Hi all,
Sometimes you need to run your Groovy script as another user, for example some admin user with needed permissions. This code can be rather verbose because you need get target user, get current user, set target user to authentication context and finally switch back. What can we do with all this? Idea is rather simple - we can create some utility. Let's start with it.
1) Create your utility class. Let's call it ScriptUtils.groovy. For example:
package funlabs.utils
import com.atlassian.jira.component.ComponentAccessor
import com.atlassian.jira.security.JiraAuthenticationContext
import com.atlassian.jira.user.ApplicationUser
class ScriptUtils {
static Object withUser(String username, Closure closure) {
ApplicationUser targetUser = ComponentAccessor.userManager.getUserByName(username)
if (targetUser) {
JiraAuthenticationContext authContext = ComponentAccessor.jiraAuthenticationContext
ApplicationUser originalUser = authContext.loggedInUser
try {
authContext.loggedInUser = targetUser
int paramsNumber = closure.maximumNumberOfParameters
switch (paramsNumber) {
case 0:
return closure()
break
case 1:
return closure(targetUser)
break
case 2:
return closure(targetUser, originalUser)
break
default:
throw new IllegalArgumentException('Max params number is 2')
}
} finally {
authContext.loggedInUser = originalUser
}
} else {
throw new IllegalArgumentException("No user found for provided username - $username")
}
}
}
2) Now you can import this utility into your script and use it. Pay attention to how we import static method. Let's create ScratchScript.groovy:
package com.example
import com.atlassian.jira.component.ComponentAccessor
import com.atlassian.jira.security.JiraAuthenticationContext
import com.atlassian.jira.user.ApplicationUser
import static funlabs.utils.ScriptUtils.withUser
final String TARGET_USER = 'devnull'
final String ADMIN_USER = 'admin'
JiraAuthenticationContext authContext = ComponentAccessor.jiraAuthenticationContext
// Let's check that now we're logged in under 'admin' user
assert authContext.loggedInUser.username == ADMIN_USER
// Non existing user example
try {
withUser('nonexistingusername') { -> }
} catch (any) {
assert any instanceof IllegalArgumentException
assert any.message == 'No user found for provided username - nonexistingusername'
}
// You can pass no params
withUser(TARGET_USER) { ->
assert authContext.loggedInUser.username == TARGET_USER
}
// If you want to get target user ('devnull' here)

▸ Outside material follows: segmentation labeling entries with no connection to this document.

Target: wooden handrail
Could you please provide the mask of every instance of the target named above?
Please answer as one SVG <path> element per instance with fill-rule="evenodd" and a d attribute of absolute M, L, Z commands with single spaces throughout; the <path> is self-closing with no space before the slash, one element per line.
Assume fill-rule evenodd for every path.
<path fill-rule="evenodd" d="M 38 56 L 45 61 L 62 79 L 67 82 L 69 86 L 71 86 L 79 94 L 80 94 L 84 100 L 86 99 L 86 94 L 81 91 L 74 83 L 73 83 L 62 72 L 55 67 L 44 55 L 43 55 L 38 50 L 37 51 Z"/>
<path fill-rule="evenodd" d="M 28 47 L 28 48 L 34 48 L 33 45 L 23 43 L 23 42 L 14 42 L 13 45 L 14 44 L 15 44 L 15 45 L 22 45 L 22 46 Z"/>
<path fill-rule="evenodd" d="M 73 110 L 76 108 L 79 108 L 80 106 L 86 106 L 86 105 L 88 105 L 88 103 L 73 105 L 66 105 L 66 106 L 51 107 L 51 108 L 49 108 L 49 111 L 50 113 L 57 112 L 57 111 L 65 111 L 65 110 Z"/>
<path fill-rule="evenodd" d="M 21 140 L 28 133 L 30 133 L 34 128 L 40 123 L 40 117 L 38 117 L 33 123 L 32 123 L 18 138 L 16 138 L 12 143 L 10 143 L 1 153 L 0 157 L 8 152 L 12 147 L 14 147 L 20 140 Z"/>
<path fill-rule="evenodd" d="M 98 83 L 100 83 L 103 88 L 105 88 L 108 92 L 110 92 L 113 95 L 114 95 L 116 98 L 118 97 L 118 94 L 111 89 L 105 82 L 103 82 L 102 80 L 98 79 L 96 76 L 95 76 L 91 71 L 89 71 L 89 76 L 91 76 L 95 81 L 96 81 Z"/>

withUser(TARGET_USER) { ApplicationUser targetUser ->
assert targetUser.username == TARGET_USER
}
// If you need to get both target and original users
withUser(TARGET_USER) { ApplicationUser targetUser, ApplicationUser originalUser ->
assert targetUser.username == TARGET_USER
assert originalUser.username == ADMIN_USER // in some SR context there can be no logged in user
}
//But it will boooooom! if you provide more than 2 args to closure
try {
withUser(TARGET_USER) { user1, user2, user3 -> }
} catch (any) {
assert any instanceof IllegalArgumentException
assert any.message == 'Max params number is 2'
}
// Our utility method can return result
String upperCasedUsername = withUser(TARGET_USER) { ApplicationUser targetUser ->
targetUser.username.toUpperCase()
}
assert upperCasedUsername == TARGET_USER.toUpperCase()
// Let's check that we returned to original user
assert authContext.loggedInUser.username == ADMIN_USE
So, in this elegant and simple manner we can simplify our code.
You can find code for this examples here
And what do you use for simplifying your code?